Les Fabriquans de Bas de la Ville de Nismes prirent la liberté d'exposer
    
    
    et de démontrer par un Mémoire imprimé sur la fin de
    
    
    l'année 1758, les funestes effets qui se faisoient dehors sentir de
    
    
    la disposition de l'Arrêt du Conseil du 9 février, qui permet
    
    
    l'exporation des Mêtiers à faire des Bas, non-seulement dans
    
    
    les Provinces de l'intérieur du Royaume, mais encore dans les Païs
    
    
    étrangers. 
             Les Exposans viennent de découvrir que certains Négocians de
      
      
      Genève, à la faveur de cet Arrêt, ont fait acheter en
      
      
      secret et à haut prix par leurs Emissaires plus de 200 Métiers
      
      
      fins et superfins, dont onze ont déjà été
      
      
      expédiés; que ces mêmes Emissaires ont commis à
      
      
      plusieurs Serruriers environ 300 Fontures à platines, et débauchent
      
      
      par des promesses fort avantageuses tous les Ouvriers à faire des
      
      
      Bas. 
     La même manoeuvre se pratique à Lyon, suivant les avis que les
      
      
      Fabriquants de Bas de cette Ville ont donné aux Exposans, en les
      
      
      sollicitant de se joindre à eux pour faire de très humbles
      
      
      représentations sur un objet aussi serieux qu'intéressant pour
      
      
      le bien de l'Etat et du Commerce. 
     Ce qu'il y a de certain, c'est qu'il est déjà parti plusieurs
      
      
      Ouvriers connus de la seule Ville de Nismes qui doivent être traduits
      
      
      en Russie, et suivre la même destination que les Mêtiers, et
      
      
      Fontures à platines qu'on a enlevés ou commis; en sorte que
      
      
      l'émigrassion des Ouvriers et l'enlèvement des Mêtiers
      
      
      ne peuvent qu'opérer un vuide irréparable dans les Fabriques
      
      
      et le Commerce des Bas des principales Villes du Royaume. 
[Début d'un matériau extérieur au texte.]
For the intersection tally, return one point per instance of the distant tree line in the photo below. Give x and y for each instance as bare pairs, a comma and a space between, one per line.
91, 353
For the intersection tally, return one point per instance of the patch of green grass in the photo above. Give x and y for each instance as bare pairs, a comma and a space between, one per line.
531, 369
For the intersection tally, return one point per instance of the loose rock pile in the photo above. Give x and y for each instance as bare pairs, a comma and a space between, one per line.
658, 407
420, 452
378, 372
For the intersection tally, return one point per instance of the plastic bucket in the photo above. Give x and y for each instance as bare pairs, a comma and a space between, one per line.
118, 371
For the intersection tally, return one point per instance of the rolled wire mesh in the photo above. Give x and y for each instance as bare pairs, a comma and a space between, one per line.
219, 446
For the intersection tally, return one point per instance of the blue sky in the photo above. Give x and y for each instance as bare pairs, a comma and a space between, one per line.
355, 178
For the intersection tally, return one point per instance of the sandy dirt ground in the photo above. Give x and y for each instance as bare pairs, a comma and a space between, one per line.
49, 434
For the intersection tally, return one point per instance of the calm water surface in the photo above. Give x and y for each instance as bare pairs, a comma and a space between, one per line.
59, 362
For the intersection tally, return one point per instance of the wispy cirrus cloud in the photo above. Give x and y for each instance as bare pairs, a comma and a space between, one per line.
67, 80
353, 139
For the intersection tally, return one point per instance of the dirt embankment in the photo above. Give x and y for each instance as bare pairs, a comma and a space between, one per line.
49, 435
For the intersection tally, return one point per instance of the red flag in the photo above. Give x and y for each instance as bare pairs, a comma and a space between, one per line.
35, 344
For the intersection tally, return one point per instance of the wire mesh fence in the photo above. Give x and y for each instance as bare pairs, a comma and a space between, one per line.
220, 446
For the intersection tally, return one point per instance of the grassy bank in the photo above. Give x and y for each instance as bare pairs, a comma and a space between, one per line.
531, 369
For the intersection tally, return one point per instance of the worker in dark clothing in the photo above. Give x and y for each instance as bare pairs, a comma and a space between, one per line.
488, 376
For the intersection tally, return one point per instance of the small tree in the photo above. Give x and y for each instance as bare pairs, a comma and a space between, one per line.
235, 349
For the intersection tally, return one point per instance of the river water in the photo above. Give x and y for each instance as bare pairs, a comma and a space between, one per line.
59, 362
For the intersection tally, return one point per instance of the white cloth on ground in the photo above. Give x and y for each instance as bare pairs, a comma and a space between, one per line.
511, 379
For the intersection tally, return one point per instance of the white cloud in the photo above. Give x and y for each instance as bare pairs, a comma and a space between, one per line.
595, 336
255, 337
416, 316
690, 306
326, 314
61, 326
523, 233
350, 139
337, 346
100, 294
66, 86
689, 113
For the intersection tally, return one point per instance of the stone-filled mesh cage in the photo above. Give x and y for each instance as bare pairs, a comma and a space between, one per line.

     En effet la spéculation de la Russie, ou de telle autre Puissance
      
      
      du Nord, est sans difficulté des plus utiles pour cette nation, et
      
      
      des plus désavantageuses pour la nôtre, ainsi qu'on va le
      
      
      démontrer par un calcul très-exact. 
     Il se consomme en Russie au-delà du tiers des Bas qui sortent des
      
      
      Fabriques de Paris, Lyon et Nismes; les droits qui sont perçûs
      
      
      sur chaque paire de Bas à leur entrée en Russie ou en Moscovie
      
      
      sont fixés à 5 livres argent de France: 5 livres. La voiture
      
      
      et frais jusqu'à Dantzic, les Nolis et Assurances de ce Port jusqu'à
      
      
      Petersbourg : 15 sols. En joignant à ces frais la façon d'une
      
      
      paire de Bas fins faite à Nismes : 2 livres 15 sols. Total : 8 livres
      
      
      10 sols 
     Pour faire juger de la différence du bénéfice
      
      
      économique qu’il y a à faire en Russie sur chaque paire de
      
      
      Bas, on observe que le fabriquant, favorisé par le gouvernement qui
      
      
      a en vue d’établir le commerce en cette partie, est dispensé
      
      
      de payer des droits d’entrée sur la matière qu’il tire
      
      
      d’Italie, d’Espagne, et peut-être même de France; de manière
      
      
      qu’il n’est exposé à payer que le seul Nolis ou Assurance qui
      
      
      revient pour une paire de Bas à 10 sols. On donnera à
      
      
      l’ouvrier pour sa façon : 6 livres. Le fabriquant Russien aura
      
      
      conséquemment un profit clair et net de 2 livres au-dessus des Bas
      
      
      de France. Total : 8 livres 10sols 
     Il est hors de doute que la cherté excessive des Métiers et
      
      
      le manque de travail ne déterminent pas les Ouvriers Français
      
      
      à vaincre la répugnance qu’ils pourroient avoir de passer dans
      
      
      un climat aussi rude que celui de la Russie ; tout cede aux loix de la
      
      
      nécessité, l’homme fuit et craint la misère, rien ne
      
      
      lui coûte quand il est assuré de se procurer, par son travail
      
      
      et ses talents, les besoins et les commodités de la vie, qu’il ne
      
      
      sçauroit trouver dans sa Patrie ; il ne restera donc que ceux à
      
      
      qui l’âge avancé ne permettra pas d’entreprendre un voyage de
      
      
      long cours. 
     La désertion des Ouvriers, et l’enlevement des Métiers entraineront
      
      
      la fuite de tout ce qui est analogue aux Fabriques de Bas, comme Serruriers,
      
      
      Teinturiers, Monteurs, Ovaleurs, Devideuses, Brodeuses, etc. Ce qui se passe
      
      
      actuellement doit amener les choses à cette triste catastrophe, si
      
      
      l’autorité suprême n’arrête le mal qui se fait sentir,
      
      
      et dont les suites sont si fort à craindre. 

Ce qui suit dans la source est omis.